In 2018, Chi­nese writer, Liu (known as Tianyi on the in­ter­net), was jailed for 10 years for “pro­duc­ing and sell­ing porno­graphic ma­te­ri­als”.

Her novel, Oc­cupy told the story of a love af­fair be­tween a teacher and his male stu­dent and con­tained “graphic de­pic­tions of male ho­mo­sex­ual sex scenes”. Pornog­ra­phy and “dis­sem­i­nat­ing ob­scene ma­te­rial for profit” is il­le­gal in China; the book sold over 7,000 dig­i­tal copies.

Liu’s heavy sen­tence sparked up­roar, with many so­cial me­dia com­men­ta­tors point­ing out that se­ri­ous crimes like rape and man­slaugh­ter carry a lower sen­tence.

While ho­mo­sex­u­al­ity is not il­le­gal, it is cul­tur­ally taboo. Chi­nese broad­caster Mango TV edited out the Ir­ish en­try from the 2018 Euro­vi­sion Song Con­test. Ire­land’s en­try, a love song by Ryan O’Shaugh­nessy called To­gether, fea­tured a same-sex male cou­ple danc­ing.
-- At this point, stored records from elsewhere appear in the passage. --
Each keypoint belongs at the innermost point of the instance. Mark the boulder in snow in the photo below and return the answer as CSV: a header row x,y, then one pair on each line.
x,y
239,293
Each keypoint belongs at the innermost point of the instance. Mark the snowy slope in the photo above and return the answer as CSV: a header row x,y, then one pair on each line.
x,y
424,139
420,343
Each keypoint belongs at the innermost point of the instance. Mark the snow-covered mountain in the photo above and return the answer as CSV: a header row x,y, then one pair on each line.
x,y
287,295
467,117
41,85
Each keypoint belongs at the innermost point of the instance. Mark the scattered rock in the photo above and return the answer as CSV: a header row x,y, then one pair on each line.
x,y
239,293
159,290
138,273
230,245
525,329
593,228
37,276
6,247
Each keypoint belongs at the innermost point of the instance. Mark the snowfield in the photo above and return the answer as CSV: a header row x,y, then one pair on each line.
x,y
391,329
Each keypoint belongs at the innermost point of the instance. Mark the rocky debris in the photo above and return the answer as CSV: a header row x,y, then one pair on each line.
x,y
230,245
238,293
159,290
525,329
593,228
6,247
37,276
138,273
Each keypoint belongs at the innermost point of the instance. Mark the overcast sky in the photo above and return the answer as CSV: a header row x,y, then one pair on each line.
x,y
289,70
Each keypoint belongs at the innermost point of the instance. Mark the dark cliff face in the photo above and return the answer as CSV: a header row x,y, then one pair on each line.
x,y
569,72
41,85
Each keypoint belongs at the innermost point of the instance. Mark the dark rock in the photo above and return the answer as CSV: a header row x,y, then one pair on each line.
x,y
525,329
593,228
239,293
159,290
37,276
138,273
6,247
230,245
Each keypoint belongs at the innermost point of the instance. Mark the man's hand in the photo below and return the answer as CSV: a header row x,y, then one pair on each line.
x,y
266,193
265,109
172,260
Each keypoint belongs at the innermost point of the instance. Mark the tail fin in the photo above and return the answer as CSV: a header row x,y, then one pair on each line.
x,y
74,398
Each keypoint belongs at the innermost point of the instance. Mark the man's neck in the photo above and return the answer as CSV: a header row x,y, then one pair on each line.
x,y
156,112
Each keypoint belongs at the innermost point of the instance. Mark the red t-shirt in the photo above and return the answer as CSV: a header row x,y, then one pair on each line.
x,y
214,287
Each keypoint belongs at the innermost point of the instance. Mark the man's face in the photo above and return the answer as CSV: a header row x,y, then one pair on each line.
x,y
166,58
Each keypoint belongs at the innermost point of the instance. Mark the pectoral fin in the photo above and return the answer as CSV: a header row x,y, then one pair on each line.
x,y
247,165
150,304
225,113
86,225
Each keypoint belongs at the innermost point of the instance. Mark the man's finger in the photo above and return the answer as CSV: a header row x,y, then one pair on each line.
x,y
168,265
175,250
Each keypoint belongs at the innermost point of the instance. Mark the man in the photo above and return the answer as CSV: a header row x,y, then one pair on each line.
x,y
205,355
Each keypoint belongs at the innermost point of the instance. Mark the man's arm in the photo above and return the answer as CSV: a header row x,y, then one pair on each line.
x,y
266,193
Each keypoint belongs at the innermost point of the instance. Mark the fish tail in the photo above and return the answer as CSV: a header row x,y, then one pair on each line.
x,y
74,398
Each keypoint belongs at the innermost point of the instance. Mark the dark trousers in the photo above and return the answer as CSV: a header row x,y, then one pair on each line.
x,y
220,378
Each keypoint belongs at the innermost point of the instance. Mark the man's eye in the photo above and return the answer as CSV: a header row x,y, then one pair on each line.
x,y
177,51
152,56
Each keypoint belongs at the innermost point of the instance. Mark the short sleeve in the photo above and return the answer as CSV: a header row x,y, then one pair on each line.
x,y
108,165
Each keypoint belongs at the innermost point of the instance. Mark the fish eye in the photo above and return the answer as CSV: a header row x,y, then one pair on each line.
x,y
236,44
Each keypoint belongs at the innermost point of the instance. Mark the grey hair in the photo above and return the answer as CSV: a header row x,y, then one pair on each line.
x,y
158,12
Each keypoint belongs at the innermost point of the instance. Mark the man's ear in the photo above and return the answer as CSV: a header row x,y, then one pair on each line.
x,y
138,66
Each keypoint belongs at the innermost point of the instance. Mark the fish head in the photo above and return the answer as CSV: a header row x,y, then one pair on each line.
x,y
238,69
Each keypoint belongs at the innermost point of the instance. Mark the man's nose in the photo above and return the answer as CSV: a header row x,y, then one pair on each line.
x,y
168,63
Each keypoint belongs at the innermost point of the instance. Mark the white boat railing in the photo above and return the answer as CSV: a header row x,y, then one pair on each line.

Al­ba­nia’s en­trant, Eu­gent Bush­pepa was also cut from the broad­cast be­cause he has tat­toos, which are banned on Chi­nese tele­vi­sion.

Call Me By Your Name was dropped, with­out ex­pla­na­tion, from a 2018 film fes­ti­val in Bei­jing and, al­though China has no of­fi­cial anti-gay pol­icy, it cen­sors gay con­tent un­der it’s very strict laws against pornog­ra­phy.